Hunter Biden was not the only target of Trump’s brazen personal attacks Thursday night. Democratic Rep. Ilhan Omar, who represents part of Minneapolis, also got the brunt of his words.

[Bashful base: Pollsters say Trump closer to Dems than early 2020 surveys suggest]

After mocking Speaker Nancy Pelosi and Senate Minority Leader Charles E. Schumer as “two beauties,” he accused them of having “given control of the Democrat Party entirely over to the radical left, including Minnesota’s own Representative Omar.”

“How the hell did that ever happen? How did it happen? How did it happen?” he said, mocking her election to the House in 2016. “Congresswoman Omar is an America-hating socialist. She minimized the Sept. 11 attack on our homeland.”

Omar has brushed off Trump’s personal attacks, often hitting him back on Twitter, as she did Thursday before he even arrived there. What was notable — and a likely 2020 campaign-trail preview — was how he used her to transition into an anti-refugee, anti-immigration rant.

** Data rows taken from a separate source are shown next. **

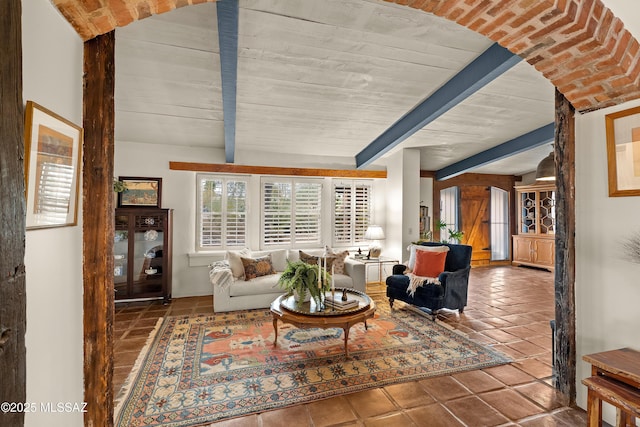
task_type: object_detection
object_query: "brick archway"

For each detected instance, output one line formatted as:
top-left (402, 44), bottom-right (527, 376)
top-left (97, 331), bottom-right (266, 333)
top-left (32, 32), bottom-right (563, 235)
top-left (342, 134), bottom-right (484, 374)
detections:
top-left (53, 0), bottom-right (640, 112)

“Leaders in Washington brought large numbers of refugees to your state from Somalia without considering the impact on schools and communities and taxpayers,” he said, drawing some boos from the crowd. Several female rally attendees on a riser behind him, however, stood still with neutral expressions on their faces as other laughed or booed; some polls show Trump losing support among suburban white women.

Gopher gambit

Trump and his team are looking to flip a state he lost last time, and Minnesota — on paper — looks gettable. After all, he lost it only by around 45,000 votes last time.

“It’s smart to test Minnesota and assess his reception and how his messaging resonates,” GOP pollster Neil Newhouse told CQ Roll Call Thursday. “But, the bottom line is that we’re not going to really know more about his 2020 election prospects until the Democrats decide on their candidate and voters have a choice between two candidates.”

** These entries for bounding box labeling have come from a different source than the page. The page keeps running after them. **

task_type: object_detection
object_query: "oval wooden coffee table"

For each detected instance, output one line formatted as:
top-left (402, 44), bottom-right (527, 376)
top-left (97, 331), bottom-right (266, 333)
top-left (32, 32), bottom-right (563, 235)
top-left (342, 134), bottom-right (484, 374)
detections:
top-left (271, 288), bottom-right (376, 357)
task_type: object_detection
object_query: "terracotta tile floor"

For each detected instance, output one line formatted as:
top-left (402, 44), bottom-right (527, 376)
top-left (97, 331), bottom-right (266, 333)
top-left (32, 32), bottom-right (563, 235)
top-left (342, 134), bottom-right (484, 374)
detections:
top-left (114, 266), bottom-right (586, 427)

[Former ethics czar warns impeachment letter ‘mistakes Trump for a king’]

Martin, the state Democratic chair, called Trump and his 2020 campaign chairman, Brad Parscale “completely obsessed with Minnesota.”

“Donald Trump seems to really value trophies. And for a Republican president, Minnesota is the ultimate trophy,” he said. “No Republican has won a presidential race here since Richard Nixon in 1972. That’s a pretty big trophy.”

But Martin sees an uphill climb.

“What we are seeing in our polling data is that independent voters are moving far away from Donald Trump, and that was one of his biggest blocks of support in Minnesota in 2016,” he said. “I don’t see the math for him to make up that 45,000 votes. … The only way they can win here is if they’re able to change the electorate. That’s what they’re trying to do.”

The president made clear Thursday night he sees Omar — and her “squad” cohorts, the four minority House freshwomen who have drawn so much attention for their progressive policy stances — as helping him rile up conservatives.

“She is a disgrace to our country and she is one of the big reasons that I’m going to win, and the Republican Party is going to win Minnesota in 13 months,” he said, making clear his strategy is largely a numbers game. “I think we’re going to have a turnout the likes of which we’ve never seen in the history of our country.”

Then again, if the president is so confident in a big conservative turnout across the country, he won’t need to flip the Gopher State.